Enum: ReferenceTag
A tag describing the type or nature of the resource referenced by a URL.
URI: cve:ReferenceTag
Permissible Values
| Value | Meaning | Description |
|---|---|---|
| broken-link | None | The reference link is returning a 404 error, or the site is no longer online |
| customer-entitlement | None | Similar to Privileges Required, but specific to references that require non-p... |
| exploit | None | Reference contains an in-depth description of steps to exploit a vulnerabilit... |
| government-resource | None | All reference links that are from a government agency or organization |
| issue-tracking | None | The reference is a post from a bug tracking tool such as MantisBT, Bugzilla, ... |
| mailing-list | None | The reference is from a mailing list -- often specific to a product or vendor |
| mitigation | None | The reference contains information on steps to mitigate against the vulnerabi... |
| not-applicable | None | The reference link is not applicable to the vulnerability and was likely asso... |
| patch | None | The reference contains an update to the software that fixes the vulnerability |
| permissions-required | None | The reference link provided is blocked by a logon page |
| media-coverage | None | The reference is from a media outlet such as a newspaper, magazine, social me... |
| product | None | A reference appropriate for describing a product for the purpose of CPE or SW... |
| related | None | A reference that is for a related (but not the same) vulnerability |
| release-notes | None | The reference is in the format of a vendor or open source project's release n... |
| signature | None | The reference contains a method to detect or prevent the presence or exploita... |
| technical-description | None | The reference contains in-depth technical information about a vulnerability a... |
| third-party-advisory | None | Advisory is from an organization that is not the vulnerable product's vendor,... |
| vendor-advisory | None | Advisory is from the vendor, publisher, or maintainer of the product or the p... |
| vdb-entry | None | VDBs are loosely defined as sites that provide information about this vulnera... |
Slots
| Name | Description |
|---|---|
| reference_tags | An array of tags describing the resource referenced by the URL |
Identifier and Mapping Information
Schema Source
- from schema: https://w3id.org/lmodel/cve
LinkML Source
name: ReferenceTag
description: A tag describing the type or nature of the resource referenced by a URL.
from_schema: https://w3id.org/lmodel/cve
rank: 1000
permissible_values:
broken-link:
text: broken-link
description: The reference link is returning a 404 error, or the site is no longer
online.
customer-entitlement:
text: customer-entitlement
description: Similar to Privileges Required, but specific to references that require
non-public or paid access for customers of the particular vendor.
exploit:
text: exploit
description: Reference contains an in-depth description of steps to exploit a
vulnerability OR contains legitimate Proof of Concept (PoC) code or an exploit
kit.
government-resource:
text: government-resource
description: All reference links that are from a government agency or organization.
issue-tracking:
text: issue-tracking
description: The reference is a post from a bug tracking tool such as MantisBT,
Bugzilla, JIRA, GitHub Issues, etc.
mailing-list:
text: mailing-list
description: The reference is from a mailing list -- often specific to a product
or vendor.
mitigation:
text: mitigation
description: The reference contains information on steps to mitigate against the
vulnerability when a patch cannot be applied or is unavailable, or for EOL product
situations.
not-applicable:
text: not-applicable
description: The reference link is not applicable to the vulnerability and was
likely associated accidentally (should be used sparingly).
patch:
text: patch
description: The reference contains an update to the software that fixes the vulnerability.
permissions-required:
text: permissions-required
description: The reference link provided is blocked by a logon page.
media-coverage:
text: media-coverage
description: The reference is from a media outlet such as a newspaper, magazine,
social media, or weblog.

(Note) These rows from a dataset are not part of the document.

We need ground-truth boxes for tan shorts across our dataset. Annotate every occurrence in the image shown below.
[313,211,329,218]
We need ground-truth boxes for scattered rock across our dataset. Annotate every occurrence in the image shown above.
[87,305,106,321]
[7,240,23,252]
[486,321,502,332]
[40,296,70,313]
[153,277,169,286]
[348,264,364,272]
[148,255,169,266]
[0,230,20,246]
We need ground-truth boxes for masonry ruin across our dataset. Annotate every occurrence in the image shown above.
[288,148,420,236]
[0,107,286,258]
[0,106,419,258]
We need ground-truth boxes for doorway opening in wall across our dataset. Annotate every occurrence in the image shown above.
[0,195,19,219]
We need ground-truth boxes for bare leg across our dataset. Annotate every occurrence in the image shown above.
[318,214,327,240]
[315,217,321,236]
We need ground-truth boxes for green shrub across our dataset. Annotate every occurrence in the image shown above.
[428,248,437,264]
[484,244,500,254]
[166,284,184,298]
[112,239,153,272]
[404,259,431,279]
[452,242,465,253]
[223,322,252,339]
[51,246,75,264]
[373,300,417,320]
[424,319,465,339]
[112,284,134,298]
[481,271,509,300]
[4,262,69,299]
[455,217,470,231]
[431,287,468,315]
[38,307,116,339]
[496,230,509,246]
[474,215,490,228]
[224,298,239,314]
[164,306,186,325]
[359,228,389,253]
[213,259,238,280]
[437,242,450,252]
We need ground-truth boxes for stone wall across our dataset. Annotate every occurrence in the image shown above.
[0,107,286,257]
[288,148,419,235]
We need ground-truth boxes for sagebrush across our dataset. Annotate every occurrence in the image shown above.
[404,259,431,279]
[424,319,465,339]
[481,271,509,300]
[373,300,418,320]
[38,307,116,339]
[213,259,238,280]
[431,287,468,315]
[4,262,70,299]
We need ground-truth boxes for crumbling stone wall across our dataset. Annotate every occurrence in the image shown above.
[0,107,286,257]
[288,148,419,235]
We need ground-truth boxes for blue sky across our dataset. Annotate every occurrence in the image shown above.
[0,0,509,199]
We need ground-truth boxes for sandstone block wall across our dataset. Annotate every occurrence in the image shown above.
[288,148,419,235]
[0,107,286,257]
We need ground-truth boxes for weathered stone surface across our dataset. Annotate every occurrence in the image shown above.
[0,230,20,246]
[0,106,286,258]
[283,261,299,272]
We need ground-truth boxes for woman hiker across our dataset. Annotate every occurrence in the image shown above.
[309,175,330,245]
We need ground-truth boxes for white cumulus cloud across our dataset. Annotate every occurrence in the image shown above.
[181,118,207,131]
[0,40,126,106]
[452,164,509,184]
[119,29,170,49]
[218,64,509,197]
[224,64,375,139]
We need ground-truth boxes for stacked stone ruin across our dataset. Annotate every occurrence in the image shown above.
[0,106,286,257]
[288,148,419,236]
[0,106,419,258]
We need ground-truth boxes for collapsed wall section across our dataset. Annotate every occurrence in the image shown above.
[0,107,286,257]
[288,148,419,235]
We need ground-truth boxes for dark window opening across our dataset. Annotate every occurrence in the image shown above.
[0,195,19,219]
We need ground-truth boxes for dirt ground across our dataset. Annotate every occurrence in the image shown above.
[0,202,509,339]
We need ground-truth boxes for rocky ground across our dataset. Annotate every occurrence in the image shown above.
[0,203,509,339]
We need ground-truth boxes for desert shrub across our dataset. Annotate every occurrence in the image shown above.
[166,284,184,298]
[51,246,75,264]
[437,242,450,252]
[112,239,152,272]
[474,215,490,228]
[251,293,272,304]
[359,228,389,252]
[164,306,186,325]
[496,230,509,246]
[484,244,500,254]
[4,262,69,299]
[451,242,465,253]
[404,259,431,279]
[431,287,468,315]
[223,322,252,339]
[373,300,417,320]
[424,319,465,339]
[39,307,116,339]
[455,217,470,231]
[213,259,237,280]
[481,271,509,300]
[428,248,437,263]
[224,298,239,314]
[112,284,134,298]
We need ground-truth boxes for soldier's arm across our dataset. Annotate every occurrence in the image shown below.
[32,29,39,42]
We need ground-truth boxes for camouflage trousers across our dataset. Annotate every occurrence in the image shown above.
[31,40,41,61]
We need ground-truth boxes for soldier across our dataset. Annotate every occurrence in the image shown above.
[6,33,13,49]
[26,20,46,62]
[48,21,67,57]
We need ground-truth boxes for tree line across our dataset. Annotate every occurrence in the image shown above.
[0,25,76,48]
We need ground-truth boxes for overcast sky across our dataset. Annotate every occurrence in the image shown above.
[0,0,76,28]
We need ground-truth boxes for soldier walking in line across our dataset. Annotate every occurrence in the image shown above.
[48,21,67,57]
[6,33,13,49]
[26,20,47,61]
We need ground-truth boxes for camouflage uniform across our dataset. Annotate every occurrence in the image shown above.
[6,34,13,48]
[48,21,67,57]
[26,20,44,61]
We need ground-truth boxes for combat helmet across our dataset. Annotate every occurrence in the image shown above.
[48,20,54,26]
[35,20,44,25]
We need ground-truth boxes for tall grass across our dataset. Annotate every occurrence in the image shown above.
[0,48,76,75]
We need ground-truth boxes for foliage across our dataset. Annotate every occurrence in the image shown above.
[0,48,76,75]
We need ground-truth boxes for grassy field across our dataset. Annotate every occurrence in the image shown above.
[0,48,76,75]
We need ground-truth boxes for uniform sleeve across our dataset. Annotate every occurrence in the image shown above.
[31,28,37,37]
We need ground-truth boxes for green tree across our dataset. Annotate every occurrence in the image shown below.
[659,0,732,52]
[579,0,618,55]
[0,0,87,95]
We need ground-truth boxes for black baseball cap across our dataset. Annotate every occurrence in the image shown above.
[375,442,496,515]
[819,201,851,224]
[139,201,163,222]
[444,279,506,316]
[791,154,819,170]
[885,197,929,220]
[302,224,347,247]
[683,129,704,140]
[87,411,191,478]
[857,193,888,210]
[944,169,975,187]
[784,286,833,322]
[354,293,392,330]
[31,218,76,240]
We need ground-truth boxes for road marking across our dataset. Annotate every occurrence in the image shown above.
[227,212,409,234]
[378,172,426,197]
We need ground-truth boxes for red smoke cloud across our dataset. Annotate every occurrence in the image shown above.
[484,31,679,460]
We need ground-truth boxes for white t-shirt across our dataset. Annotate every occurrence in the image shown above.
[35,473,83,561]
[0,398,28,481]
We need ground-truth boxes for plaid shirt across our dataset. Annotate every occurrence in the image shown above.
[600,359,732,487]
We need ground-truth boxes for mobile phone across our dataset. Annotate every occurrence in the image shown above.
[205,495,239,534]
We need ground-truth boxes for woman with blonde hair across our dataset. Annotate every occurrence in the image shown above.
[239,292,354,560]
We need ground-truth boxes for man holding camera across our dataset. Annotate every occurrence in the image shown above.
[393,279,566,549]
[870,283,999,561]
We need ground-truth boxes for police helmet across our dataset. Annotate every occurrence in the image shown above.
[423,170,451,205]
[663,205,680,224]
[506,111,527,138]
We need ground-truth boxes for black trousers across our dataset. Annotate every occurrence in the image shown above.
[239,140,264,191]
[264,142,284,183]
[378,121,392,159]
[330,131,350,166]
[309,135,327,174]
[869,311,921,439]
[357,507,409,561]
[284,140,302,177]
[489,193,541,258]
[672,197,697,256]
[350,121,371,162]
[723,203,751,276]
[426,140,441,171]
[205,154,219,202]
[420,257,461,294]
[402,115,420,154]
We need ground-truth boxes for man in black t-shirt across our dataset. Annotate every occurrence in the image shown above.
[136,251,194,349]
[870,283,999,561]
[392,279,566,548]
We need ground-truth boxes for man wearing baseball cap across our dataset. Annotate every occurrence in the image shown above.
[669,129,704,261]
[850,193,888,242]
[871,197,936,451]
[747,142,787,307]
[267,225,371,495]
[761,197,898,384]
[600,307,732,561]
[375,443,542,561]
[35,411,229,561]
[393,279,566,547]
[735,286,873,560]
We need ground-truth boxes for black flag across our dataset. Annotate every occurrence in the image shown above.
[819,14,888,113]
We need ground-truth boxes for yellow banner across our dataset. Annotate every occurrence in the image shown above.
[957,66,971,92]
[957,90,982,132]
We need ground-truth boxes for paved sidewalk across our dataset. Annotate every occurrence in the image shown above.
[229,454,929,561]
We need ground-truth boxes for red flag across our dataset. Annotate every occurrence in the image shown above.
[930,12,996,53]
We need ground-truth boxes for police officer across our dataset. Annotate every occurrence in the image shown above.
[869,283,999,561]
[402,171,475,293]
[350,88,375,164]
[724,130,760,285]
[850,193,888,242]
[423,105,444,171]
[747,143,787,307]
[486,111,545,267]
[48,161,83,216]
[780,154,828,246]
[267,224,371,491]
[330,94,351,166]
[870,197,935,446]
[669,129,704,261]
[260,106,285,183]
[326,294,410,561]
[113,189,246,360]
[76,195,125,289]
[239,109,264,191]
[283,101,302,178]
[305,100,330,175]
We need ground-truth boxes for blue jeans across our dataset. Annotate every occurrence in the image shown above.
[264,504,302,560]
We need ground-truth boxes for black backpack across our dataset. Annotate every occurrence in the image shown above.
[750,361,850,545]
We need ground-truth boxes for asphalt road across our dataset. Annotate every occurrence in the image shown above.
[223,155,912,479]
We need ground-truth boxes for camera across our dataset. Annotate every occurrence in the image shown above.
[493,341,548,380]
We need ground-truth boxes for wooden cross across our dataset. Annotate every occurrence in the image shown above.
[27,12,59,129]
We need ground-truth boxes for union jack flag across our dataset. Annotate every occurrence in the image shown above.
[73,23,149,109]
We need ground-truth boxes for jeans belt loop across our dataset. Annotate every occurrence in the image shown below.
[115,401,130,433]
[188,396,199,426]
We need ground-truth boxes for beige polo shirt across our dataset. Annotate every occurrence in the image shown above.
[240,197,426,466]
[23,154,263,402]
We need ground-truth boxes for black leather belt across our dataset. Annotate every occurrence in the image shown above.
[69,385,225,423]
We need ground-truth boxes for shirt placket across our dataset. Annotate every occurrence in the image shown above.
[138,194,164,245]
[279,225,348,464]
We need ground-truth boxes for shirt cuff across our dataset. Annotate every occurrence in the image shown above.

Not intended for individual personal social media accounts.
product:
text: product
description: A reference appropriate for describing a product for the purpose
of CPE or SWID.
related:
text: related
description: A reference that is for a related (but not the same) vulnerability.
release-notes:
text: release-notes
description: The reference is in the format of a vendor or open source project's
release notes or change log.
signature:
text: signature
description: The reference contains a method to detect or prevent the presence
or exploitation of the vulnerability.
technical-description:
text: technical-description
description: The reference contains in-depth technical information about a vulnerability
and its exploitation process, typically in the form of a presentation or whitepaper.
third-party-advisory:
text: third-party-advisory
description: Advisory is from an organization that is not the vulnerable product's
vendor, publisher, or maintainer.
vendor-advisory:
text: vendor-advisory
description: Advisory is from the vendor, publisher, or maintainer of the product
or the parent organization.
vdb-entry:
text: vdb-entry
description: VDBs are loosely defined as sites that provide information about
this vulnerability, such as advisories, with identifiers.